Pour preuve le Comité de Politique Monétaire (CPM) qui s’est tenu le mercredi 31 mars 2021, avait projeté le taux d’inflation à 12,8 % en moyenne au deuxième trimestre de l’année 2021 contre une réalisation 12,2%.

A en croire le CPM, le taux d’inflation pourrait se maintenir à deux chiffres en décembre 2021, avant de s’établir à 9,4 % au troisième trimestre de l’année 2022. A ce rythme, nous nous demandons si cette tendance haussière pourra se conformer aux prévisions déjà faites sur le sujet.

Etant donné que le retour de l’inflation est au cœur des préoccupations des guinéens qui voient leur pouvoir d’achat s’effrité du jour au lendemain, et, compte tenu des interpellations récurrentes des uns et des autres sur le sujet, nous vous proposons de revenir sur les caractéristiques et origines de l’inflation.
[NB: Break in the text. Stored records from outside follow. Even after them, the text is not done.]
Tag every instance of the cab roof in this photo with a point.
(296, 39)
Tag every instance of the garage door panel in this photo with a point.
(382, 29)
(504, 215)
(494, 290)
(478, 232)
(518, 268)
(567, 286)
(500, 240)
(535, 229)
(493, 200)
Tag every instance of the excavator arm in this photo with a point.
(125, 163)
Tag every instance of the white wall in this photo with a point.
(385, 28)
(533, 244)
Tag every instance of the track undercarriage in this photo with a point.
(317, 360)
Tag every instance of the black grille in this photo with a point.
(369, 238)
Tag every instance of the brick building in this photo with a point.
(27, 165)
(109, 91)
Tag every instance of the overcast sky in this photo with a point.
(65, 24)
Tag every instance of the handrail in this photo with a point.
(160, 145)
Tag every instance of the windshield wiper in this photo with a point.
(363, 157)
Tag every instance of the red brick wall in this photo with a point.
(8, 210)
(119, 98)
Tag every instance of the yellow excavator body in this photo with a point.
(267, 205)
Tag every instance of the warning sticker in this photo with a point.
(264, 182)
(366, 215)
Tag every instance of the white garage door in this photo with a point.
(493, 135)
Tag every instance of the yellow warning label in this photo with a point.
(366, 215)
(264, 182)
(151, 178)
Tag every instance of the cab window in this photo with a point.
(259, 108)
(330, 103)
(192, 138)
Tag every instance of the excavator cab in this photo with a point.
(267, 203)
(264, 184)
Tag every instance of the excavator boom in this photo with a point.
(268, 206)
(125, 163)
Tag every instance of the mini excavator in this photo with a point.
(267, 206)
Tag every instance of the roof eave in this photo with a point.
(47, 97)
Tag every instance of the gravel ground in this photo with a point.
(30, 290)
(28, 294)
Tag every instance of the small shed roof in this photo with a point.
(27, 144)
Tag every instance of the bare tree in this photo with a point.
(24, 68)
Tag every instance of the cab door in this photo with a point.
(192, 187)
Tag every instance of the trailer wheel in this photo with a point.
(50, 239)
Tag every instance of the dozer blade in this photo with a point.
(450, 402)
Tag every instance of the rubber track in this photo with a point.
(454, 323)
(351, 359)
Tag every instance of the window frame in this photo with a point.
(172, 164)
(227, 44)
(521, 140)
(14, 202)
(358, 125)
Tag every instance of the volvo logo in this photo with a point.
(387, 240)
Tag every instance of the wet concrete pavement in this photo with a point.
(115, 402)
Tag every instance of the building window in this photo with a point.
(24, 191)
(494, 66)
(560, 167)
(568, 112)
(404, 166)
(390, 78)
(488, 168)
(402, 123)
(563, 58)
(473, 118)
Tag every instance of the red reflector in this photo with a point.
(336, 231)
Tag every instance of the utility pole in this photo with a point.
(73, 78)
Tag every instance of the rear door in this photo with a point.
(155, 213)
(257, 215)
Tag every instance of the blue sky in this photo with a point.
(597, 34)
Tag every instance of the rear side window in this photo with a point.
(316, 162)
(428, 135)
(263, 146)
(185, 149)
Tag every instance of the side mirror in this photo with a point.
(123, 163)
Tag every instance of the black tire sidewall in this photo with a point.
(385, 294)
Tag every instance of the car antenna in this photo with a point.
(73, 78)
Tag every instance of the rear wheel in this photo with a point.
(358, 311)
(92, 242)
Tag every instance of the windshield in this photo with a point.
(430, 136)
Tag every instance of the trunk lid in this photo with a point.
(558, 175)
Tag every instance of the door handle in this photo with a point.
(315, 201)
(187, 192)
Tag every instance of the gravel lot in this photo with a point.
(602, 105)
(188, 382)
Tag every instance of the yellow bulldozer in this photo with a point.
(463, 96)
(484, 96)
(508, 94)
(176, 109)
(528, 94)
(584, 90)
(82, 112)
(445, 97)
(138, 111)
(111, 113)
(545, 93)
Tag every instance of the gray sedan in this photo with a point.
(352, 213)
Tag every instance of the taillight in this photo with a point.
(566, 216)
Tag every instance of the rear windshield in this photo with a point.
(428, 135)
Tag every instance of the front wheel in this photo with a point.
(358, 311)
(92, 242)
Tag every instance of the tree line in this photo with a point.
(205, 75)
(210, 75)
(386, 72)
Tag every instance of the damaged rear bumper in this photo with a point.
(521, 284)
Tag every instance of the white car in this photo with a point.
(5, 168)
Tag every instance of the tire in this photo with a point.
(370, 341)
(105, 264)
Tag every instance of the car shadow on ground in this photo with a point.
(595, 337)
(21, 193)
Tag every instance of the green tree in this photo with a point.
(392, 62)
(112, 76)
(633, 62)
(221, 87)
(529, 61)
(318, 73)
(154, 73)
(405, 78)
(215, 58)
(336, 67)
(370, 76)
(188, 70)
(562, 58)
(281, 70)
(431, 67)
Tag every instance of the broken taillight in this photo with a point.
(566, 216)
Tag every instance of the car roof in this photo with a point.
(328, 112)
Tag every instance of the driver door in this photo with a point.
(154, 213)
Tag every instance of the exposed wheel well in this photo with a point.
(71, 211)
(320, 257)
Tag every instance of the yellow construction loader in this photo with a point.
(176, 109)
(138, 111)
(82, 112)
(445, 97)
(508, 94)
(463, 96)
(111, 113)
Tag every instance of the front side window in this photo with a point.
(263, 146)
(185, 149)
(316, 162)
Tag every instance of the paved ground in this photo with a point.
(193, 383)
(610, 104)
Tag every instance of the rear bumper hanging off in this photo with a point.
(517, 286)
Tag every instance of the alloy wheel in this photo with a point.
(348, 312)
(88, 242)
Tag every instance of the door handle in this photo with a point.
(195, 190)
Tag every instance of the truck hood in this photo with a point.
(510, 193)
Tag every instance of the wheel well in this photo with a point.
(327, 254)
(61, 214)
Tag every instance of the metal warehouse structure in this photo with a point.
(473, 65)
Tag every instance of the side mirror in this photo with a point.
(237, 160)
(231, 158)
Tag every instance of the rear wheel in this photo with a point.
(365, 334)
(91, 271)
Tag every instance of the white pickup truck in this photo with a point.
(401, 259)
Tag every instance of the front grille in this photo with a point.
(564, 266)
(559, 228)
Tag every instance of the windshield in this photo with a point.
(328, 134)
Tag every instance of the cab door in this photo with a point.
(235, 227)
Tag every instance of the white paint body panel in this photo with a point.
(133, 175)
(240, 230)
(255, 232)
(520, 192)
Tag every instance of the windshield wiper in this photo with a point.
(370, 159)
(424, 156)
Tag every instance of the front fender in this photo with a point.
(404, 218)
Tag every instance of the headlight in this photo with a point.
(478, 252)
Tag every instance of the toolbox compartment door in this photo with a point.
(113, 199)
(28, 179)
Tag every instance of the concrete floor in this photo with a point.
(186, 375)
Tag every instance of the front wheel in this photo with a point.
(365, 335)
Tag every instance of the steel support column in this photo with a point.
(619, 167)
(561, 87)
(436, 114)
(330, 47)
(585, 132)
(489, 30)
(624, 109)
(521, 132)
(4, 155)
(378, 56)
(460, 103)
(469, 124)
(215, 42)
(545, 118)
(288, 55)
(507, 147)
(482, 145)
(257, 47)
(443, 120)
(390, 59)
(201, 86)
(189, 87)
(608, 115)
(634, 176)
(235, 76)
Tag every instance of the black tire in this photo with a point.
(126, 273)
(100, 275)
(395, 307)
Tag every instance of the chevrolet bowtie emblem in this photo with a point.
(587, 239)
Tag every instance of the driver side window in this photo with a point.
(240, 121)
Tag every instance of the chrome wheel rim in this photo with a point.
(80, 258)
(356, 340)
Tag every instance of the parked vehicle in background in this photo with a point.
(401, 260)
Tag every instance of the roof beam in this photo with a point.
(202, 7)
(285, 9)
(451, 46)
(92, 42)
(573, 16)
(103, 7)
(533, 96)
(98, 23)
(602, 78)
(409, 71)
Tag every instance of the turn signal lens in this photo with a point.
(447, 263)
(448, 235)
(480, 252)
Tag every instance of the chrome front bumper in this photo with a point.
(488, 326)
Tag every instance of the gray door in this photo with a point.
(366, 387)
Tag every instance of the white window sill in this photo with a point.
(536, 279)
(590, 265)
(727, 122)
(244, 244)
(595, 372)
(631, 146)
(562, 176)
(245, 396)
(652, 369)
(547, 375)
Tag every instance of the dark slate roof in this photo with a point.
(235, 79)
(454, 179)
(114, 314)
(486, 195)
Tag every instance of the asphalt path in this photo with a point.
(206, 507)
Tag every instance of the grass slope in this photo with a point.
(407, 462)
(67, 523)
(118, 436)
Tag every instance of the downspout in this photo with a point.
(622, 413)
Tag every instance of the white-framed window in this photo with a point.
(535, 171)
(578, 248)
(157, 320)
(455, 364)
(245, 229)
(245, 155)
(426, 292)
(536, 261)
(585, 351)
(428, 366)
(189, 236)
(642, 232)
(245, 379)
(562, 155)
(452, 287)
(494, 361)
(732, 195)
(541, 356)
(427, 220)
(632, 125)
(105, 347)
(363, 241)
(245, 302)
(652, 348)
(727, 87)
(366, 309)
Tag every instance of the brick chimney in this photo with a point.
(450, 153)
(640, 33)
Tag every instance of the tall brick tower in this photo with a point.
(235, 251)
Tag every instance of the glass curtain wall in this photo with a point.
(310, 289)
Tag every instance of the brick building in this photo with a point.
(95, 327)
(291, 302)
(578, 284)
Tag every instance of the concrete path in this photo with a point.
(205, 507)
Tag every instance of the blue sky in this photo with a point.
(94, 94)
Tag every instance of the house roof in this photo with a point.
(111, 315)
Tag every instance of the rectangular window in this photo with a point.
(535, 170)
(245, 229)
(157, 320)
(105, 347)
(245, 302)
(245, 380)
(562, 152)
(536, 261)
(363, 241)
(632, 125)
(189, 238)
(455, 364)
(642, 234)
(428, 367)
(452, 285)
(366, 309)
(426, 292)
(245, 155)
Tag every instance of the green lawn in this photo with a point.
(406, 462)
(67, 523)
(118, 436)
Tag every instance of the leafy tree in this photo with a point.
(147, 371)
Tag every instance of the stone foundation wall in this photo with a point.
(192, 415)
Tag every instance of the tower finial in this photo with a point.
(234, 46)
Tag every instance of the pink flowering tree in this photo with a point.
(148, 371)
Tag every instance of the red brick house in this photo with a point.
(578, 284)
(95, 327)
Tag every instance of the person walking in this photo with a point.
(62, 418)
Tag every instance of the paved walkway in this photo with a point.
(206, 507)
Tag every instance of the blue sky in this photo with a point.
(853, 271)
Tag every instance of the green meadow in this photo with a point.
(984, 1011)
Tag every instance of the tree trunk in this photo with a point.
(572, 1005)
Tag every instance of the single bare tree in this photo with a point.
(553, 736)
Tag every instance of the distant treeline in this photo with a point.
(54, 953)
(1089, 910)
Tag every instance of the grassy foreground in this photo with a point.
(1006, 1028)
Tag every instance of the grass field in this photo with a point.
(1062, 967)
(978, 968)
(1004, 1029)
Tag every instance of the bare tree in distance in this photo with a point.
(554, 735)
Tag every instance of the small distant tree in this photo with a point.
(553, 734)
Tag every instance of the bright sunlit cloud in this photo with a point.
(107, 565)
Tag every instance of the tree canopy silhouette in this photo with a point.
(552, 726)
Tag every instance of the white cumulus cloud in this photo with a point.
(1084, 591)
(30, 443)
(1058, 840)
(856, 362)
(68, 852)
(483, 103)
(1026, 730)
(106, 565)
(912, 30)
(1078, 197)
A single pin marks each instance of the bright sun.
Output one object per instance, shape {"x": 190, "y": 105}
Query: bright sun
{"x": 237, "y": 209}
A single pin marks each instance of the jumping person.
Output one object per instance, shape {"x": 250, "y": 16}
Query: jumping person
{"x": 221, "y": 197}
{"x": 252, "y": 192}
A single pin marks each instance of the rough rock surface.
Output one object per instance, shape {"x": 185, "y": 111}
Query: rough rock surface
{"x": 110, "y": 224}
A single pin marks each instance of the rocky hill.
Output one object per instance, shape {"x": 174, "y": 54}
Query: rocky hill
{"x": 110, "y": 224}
Pour bon nombre d’observateurs, elle est souvent perçue comme étant une mauvaise chose au regard des conséquences néfastes pour les ménages. Par ailleurs, lorsqu’elle est maîtrisée, elle risque d’être vu comme un mal nécessaire, et même comme un signe de bonne santé de l’économie.

Dans ce papier, il ne sera pas question de traiter les solutions de l’inflation puisqu’elles sont naturellement fonction des causes de cette dernière (Par exemple : si l’inflation est due à la hausse de la demande, il suffit simplement d’accroitre l’offre pour faire face à la demande supplémentaire). Nous nous limiterons uniquement à sa définition, ses principales causes et les conséquences.

L’inflation, qu’est-ce que c’est ?

L’inflation correspond au sein d’une économie nationale à une hausse générale et durable des prix. De ce fait, les concepts « générale et durable » sont très importants car ils permettent de distinguer les hausses sectorielles de certains prix ou encore une hausse généralisée des prix dans l’ensemble de l’économie mais qui n’est pas durable. L’inflation est aussi le résultat d’un déséquilibre sur le marché des biens et services, c’est-à-dire un déséquilibre entre l’offre et la demande dont la résultante est la hausse générale et durable du niveau des prix.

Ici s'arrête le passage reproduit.